Just after 9:00 this morning in Houston, Texas, a clerk at Vega's Meat Market was shot during the course of a robbery attempt. He died later at the hospital. Just eight hours after the 1,000th execution in the modern era of capital punishment took place, a murder was committed in the state with the most executions during the same period. Clearly the threat of execution was no deterrent to the two men seen fleeing from the scene.

One argument for the death penalty is that it deters people from committing crimes, yet murders continue to occur. Crime has not gone down since the death penalty was reintroduced. If there is a way to deter crime, we either have not found it, or at least are not using it. When murders occur constantly across the country, there is clear and present danger to our society, and we must do everything we can to stem the tide of blood that flows through our cities. If capital punishment is the best solution we can come up with as a society to solve this problem, however, then I feel ashamed to call myself a member of this society.

I do not know what the best answer is.
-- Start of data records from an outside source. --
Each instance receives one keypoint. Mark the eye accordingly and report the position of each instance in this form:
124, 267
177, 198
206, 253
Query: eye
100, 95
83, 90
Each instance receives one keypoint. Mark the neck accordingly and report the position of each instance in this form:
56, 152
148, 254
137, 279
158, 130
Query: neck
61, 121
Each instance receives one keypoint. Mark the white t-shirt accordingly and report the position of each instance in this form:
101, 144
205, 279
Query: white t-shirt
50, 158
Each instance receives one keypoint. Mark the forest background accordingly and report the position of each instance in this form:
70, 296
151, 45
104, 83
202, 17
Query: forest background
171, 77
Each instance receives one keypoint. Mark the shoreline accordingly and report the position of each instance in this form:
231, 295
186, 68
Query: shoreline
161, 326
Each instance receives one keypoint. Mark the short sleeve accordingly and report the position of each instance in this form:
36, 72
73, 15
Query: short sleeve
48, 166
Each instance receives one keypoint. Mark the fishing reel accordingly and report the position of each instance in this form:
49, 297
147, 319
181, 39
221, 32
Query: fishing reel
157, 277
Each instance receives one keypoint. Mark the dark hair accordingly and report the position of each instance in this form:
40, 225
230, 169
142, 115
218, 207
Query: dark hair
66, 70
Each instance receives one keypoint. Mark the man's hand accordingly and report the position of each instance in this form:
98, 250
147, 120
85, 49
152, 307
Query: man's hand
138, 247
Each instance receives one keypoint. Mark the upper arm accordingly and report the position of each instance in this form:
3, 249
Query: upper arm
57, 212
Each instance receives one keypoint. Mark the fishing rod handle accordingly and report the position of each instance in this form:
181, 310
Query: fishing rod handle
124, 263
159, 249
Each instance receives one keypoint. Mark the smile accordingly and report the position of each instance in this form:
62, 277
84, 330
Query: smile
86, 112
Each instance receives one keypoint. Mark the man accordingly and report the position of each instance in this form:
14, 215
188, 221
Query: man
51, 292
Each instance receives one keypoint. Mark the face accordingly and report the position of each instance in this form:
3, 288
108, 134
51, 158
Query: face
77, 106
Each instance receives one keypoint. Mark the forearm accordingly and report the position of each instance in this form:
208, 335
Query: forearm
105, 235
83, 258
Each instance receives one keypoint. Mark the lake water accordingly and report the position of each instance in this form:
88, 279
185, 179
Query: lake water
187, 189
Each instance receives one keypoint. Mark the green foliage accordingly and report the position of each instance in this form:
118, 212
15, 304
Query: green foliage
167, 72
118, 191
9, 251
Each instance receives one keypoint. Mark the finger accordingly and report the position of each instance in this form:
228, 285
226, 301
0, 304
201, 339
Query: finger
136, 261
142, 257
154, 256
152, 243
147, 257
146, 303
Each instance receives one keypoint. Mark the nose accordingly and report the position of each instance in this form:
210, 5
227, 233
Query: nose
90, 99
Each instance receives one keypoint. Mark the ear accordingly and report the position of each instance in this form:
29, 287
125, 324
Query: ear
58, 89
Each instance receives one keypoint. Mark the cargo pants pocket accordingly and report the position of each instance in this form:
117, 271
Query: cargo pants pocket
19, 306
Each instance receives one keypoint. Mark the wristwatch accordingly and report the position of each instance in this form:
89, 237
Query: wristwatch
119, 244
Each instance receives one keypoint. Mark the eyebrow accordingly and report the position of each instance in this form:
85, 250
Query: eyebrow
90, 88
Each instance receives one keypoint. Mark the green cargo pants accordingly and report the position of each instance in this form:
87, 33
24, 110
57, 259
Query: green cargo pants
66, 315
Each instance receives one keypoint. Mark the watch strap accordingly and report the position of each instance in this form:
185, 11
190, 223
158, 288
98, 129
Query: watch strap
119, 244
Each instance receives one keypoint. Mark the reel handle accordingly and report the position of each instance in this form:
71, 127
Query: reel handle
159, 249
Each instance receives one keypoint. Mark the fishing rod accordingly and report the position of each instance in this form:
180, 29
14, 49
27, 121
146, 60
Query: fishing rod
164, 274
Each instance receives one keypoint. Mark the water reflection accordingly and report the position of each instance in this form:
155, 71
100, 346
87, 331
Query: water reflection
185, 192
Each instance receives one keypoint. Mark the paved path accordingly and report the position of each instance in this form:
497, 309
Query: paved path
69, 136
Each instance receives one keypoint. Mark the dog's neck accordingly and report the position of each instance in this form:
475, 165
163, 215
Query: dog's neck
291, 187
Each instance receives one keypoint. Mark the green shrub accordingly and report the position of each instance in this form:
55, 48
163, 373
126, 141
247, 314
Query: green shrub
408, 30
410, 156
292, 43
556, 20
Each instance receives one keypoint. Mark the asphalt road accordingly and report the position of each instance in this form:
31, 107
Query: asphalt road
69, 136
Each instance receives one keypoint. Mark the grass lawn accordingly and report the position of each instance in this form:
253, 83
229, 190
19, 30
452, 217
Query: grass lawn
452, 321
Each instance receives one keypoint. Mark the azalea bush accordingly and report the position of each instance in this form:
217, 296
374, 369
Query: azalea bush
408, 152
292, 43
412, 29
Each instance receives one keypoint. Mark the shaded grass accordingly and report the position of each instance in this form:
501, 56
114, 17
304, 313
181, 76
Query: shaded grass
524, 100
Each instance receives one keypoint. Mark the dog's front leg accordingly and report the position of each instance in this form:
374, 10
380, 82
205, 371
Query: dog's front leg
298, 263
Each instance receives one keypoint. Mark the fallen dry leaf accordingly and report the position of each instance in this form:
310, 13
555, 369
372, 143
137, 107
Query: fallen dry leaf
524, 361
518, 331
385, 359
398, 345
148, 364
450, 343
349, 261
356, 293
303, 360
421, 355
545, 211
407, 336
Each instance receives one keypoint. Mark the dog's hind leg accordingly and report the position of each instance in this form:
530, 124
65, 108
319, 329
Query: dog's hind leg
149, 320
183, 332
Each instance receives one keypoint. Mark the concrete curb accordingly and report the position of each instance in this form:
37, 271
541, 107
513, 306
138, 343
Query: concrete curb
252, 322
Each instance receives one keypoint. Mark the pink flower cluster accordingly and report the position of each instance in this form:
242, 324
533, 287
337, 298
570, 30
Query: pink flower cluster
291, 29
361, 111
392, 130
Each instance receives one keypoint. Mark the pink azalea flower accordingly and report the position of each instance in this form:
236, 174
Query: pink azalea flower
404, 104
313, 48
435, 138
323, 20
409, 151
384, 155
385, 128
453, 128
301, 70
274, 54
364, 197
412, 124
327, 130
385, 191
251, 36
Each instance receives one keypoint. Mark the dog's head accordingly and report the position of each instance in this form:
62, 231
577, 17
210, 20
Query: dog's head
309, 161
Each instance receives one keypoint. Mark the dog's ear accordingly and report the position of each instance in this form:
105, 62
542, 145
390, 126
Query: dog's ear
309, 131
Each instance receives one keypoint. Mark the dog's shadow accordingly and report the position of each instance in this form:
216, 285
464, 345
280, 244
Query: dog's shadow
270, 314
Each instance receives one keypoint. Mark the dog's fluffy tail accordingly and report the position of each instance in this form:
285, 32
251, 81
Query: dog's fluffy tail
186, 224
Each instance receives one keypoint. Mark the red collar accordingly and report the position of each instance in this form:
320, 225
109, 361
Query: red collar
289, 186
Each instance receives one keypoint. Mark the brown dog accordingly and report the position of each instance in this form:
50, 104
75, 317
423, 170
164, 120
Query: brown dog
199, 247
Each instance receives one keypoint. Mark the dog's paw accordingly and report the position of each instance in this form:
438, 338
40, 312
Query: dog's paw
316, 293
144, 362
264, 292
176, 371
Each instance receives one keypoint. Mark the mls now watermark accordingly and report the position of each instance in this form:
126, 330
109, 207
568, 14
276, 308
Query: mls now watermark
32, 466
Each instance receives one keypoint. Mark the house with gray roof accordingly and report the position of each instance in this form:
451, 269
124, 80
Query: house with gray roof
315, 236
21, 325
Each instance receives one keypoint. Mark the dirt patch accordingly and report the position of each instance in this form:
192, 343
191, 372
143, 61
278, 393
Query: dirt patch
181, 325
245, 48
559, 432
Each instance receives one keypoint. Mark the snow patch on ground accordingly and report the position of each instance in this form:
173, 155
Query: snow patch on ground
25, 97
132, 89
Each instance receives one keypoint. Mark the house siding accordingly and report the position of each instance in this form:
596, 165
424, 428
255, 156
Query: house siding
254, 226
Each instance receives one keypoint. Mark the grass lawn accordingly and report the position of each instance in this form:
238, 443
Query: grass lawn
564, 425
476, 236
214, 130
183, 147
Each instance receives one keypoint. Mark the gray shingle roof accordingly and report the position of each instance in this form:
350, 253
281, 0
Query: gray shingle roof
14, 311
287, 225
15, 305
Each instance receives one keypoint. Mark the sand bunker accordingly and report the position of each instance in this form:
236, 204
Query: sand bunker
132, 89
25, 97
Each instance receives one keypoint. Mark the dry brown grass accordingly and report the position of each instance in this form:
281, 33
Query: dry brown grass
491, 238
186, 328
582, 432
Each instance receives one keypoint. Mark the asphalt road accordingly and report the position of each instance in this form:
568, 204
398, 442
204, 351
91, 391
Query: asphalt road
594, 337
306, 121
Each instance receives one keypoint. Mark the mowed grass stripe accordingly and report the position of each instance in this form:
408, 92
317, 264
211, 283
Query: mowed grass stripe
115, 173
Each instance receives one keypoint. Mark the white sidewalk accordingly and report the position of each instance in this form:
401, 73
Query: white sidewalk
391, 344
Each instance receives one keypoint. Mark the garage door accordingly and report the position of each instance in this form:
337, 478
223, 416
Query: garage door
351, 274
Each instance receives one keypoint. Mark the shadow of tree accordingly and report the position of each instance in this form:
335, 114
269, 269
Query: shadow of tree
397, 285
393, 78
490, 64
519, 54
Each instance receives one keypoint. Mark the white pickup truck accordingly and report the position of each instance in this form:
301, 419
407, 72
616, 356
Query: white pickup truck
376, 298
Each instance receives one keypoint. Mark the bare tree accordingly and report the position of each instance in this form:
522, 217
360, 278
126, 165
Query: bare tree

Maybe it is to increase funding for education. Maybe it is increased restrictions on handguns. Maybe it is increased restrictions on ammunition. All I do know is that we are not better off now that Kenneth Lee Boyd is dead, and as long as would have remained locked away in prison, we are not any safer than when he was alive.

The only other thing I know is that our moral authority is at stake. I do not know how we can claim to have the moral high ground on any subject when we still carry out barbaric practices that keep us in league with Iran, China, Singapore, and Saddam Hussein's Iraq. I am looking forward to the day when no one is led into the death chambers at San Quentin, or Terra Haute, or Raleigh, or Huntsville, or anywhere else. We will all be better off when we are not killing anybody as a society.